HAN KANG : CES SOIRS RANGÉS DANS MON TIROIR par Christian Travaux

HAN KANG : CES SOIRS RANGÉS DANS MON TIROIR

 

 

Il faut vivre, il faut être en vie
Pour pouvoir dire que tu es en vie.

(p. 144)

 

         C’est une planche d’anatomie. L’image représente un squelette, debout, vu de profil, appuyé sur un piédestal. Et ce squelette regarde un crâne, qu’il caresse de sa longue main. Si Vésale, dans son ouvrage, Humani corporis fabrica, en 1543, interroge, avec cette figure, la charpente osseuse du corps, beaucoup l’ont, par la suite, vue comme une réflexion sur la mort et sur la vie. Pourtant, ce n’est pas ce qu’y voit seulement Han Kang, dans un poème de son recueil Ces soirs rangés dans mon tiroir, traduit maintenant en français. Elle voit, surtout, cette main qui relie un corps à un corps, un être à un autre être humain, ce qu’il en reste, ou ce qu’il deviendra peut-être. Qu’est-ce qu’être, sinon, au fond, interroger les autres êtres – ceux qui furent, ceux que nous sommes – de ce qui nous rapproche d’eux, nous en sépare, pour que notre vie ait un sens ? C’est à cette question cruciale qu’Han Kang tente, non pas de répondre, mais d’ouvrir vers d’autres questions, vers d’autres mains.

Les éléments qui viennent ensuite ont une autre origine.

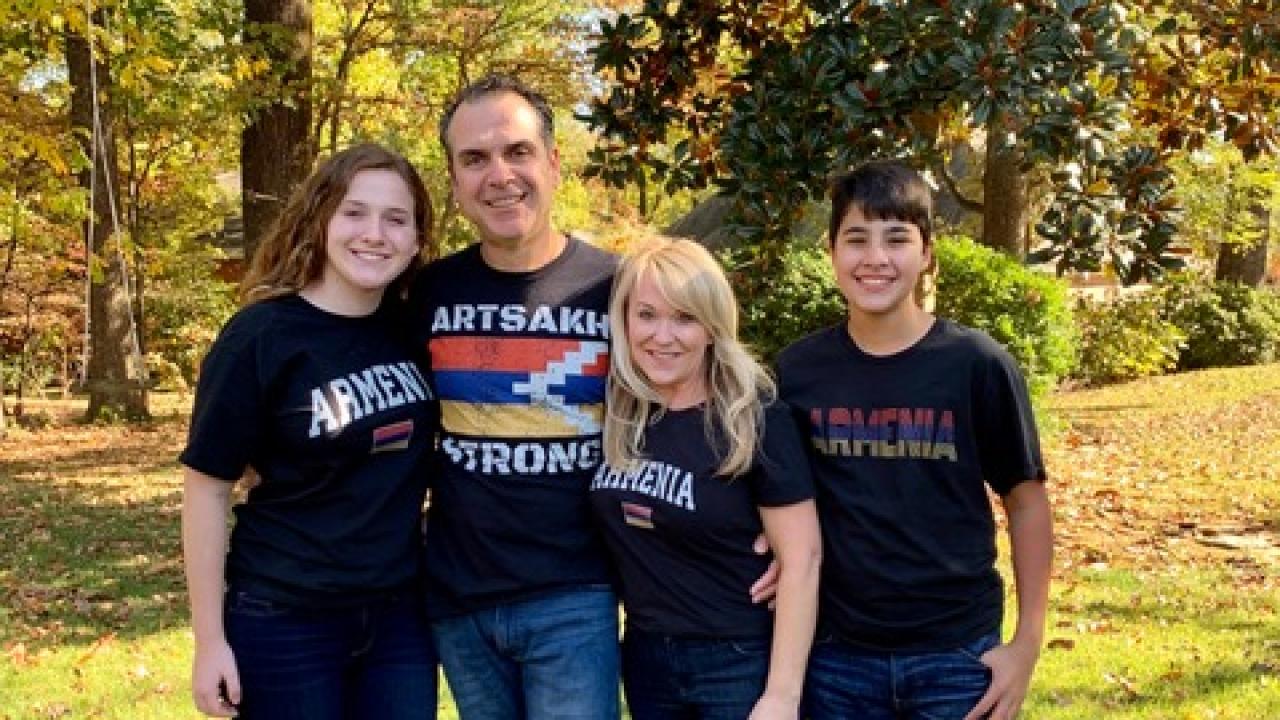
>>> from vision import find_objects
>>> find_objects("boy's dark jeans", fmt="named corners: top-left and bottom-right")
top-left (804, 630), bottom-right (999, 720)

            Cinq sections. Des textes titrés, avec, souvent, comme des cycles, des titres qui se répètent : « De Humani corporis fabrica », 2 poèmes. « Les yeux en sang », 4 poèmes. « Esquisse du soir », 5 poèmes. Et « Hiver de l’autre côté du miroir », jusqu’à 12 poèmes. Autant dire que ce recueil ne se contente pas d’égrener des poèmes chronologiquement. Il construit des boucles, des reprises, en reprenant les mêmes traces, les mêmes questions obsédantes. C’est, peut-être, par l’esquisse de soirs qu’il faudrait, d’abord, commencer, pour s’introduire dans la demi-ombre du livre. Car le motif revient toujours, de cette heure trouble où se distinguent moins bien les choses et les êtres, et où donc peuvent apparaître des ombres, des formes, des êtres évanouis ou disparus. Plus d’une fois, elle note l’ombre bleue : « [l’]ombre bleu sombre / Bleu sombre / L’ombre » (p. 28), que le soir installe sur les choses. Pour Han Kang, c’est le moment où se dissipent les apparences de notre monde, et où se fondent en d’autres choses et d’autres êtres d’un autre monde les choses et les êtres du monde, où la lumière se fait plus trouble, ou s’en va, et qu’il fait plus sombre.  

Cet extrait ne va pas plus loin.